Pour le complexe du renseignement militaire pakistanais, les actifs qu’ils pensaient pouvoir être utilisés efficacement contre des acteurs externes ciblent désormais efficacement les leurs. Le monstre de Frankenstein ne peut plus être géré, encore moins contrôlé. Le Pakistan vacille d’une crise à l’autre sans aucun sens de l’orientation et l’élite politique semble incapable de remettre la nation sur les rails. Si pendant la guerre froide, c’étaient les États-Unis qui étaient considérés par Islamabad comme la dernière option de rapport, c’est la Chine qui a pris le relais aujourd’hui. Une nation qui rêvait à un moment donné de défier l’Inde pour le leadership régional se retrouve aujourd’hui en marge du discours sur le développement régional. Globalement, l’intérêt pour le Pakistan est à son minimum, aggravant encore le défi pour la nation infectée par la crise de se ressaisir.

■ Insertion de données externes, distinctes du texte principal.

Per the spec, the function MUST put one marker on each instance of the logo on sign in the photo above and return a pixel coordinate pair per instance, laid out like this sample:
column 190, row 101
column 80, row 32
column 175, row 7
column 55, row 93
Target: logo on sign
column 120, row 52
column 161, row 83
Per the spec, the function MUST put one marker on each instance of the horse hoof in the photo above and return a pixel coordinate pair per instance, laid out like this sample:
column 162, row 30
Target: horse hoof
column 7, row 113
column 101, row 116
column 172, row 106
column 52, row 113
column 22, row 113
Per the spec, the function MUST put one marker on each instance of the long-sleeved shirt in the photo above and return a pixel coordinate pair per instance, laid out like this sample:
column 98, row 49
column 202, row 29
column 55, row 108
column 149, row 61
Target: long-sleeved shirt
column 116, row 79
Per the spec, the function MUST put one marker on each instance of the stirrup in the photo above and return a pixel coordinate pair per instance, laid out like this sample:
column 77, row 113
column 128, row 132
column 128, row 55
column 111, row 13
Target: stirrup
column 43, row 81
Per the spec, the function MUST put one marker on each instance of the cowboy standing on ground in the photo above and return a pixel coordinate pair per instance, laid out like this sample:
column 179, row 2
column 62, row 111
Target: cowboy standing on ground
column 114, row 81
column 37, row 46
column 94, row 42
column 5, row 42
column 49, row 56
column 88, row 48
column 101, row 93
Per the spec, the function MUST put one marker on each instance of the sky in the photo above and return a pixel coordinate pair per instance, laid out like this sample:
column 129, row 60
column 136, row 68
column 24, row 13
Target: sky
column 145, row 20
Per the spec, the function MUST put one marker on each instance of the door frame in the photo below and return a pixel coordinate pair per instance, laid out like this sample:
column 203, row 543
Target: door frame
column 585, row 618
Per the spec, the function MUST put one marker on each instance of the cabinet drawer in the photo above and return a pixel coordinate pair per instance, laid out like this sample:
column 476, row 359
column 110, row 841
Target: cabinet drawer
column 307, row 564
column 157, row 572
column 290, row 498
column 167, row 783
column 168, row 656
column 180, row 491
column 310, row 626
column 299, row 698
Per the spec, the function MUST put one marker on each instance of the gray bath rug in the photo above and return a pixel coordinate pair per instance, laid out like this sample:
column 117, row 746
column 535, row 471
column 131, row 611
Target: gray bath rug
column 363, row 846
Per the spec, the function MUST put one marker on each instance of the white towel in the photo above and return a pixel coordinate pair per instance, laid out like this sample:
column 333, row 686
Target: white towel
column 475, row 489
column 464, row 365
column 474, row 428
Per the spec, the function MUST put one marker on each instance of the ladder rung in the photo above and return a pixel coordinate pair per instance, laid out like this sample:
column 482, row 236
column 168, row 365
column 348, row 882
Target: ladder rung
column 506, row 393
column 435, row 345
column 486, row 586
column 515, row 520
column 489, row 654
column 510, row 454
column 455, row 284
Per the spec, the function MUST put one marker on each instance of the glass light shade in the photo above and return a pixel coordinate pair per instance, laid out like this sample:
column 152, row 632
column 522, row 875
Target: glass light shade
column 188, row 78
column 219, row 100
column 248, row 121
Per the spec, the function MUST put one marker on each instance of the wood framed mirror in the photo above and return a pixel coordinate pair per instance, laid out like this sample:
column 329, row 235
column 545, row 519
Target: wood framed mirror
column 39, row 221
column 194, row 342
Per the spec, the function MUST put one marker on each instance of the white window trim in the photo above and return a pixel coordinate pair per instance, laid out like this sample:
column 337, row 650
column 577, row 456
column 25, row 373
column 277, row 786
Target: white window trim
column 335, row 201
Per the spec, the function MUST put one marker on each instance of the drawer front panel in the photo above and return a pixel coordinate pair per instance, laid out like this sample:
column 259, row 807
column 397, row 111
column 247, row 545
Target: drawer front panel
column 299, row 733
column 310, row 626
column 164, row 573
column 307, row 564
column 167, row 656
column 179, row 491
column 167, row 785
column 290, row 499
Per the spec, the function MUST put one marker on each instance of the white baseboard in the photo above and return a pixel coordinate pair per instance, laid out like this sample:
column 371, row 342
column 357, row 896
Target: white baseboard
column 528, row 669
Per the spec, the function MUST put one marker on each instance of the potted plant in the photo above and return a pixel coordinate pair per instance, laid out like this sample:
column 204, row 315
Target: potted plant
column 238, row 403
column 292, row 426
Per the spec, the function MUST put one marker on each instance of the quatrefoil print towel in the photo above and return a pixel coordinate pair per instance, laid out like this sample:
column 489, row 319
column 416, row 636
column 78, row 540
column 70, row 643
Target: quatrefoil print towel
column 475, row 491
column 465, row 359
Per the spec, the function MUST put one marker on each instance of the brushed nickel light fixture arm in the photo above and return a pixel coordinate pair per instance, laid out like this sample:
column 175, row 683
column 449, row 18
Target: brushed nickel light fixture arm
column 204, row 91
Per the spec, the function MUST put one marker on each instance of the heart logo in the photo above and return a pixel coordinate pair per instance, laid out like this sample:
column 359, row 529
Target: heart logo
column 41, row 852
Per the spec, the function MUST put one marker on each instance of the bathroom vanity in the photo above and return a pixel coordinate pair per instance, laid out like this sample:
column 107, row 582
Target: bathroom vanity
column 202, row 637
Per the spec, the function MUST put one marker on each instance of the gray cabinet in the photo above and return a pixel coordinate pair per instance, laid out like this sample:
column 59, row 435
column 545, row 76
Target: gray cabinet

Avec les prochaines élections générales au Pakistan, la situation sécuritaire ne peut que se détériorer. L’Inde et le monde doivent se préparer au pire.
Harsh V. Pant est professeur de relations internationales au King’s College de Londres. Il est vice-président – Études et politique étrangère à l’Observer Research Foundation, New Delhi. Il est également directeur (honoraire) de la Delhi School of Transnational Affairs de l’Université de Delhi.
Avis de non-responsabilité : il s’agit des opinions personnelles de l’auteur.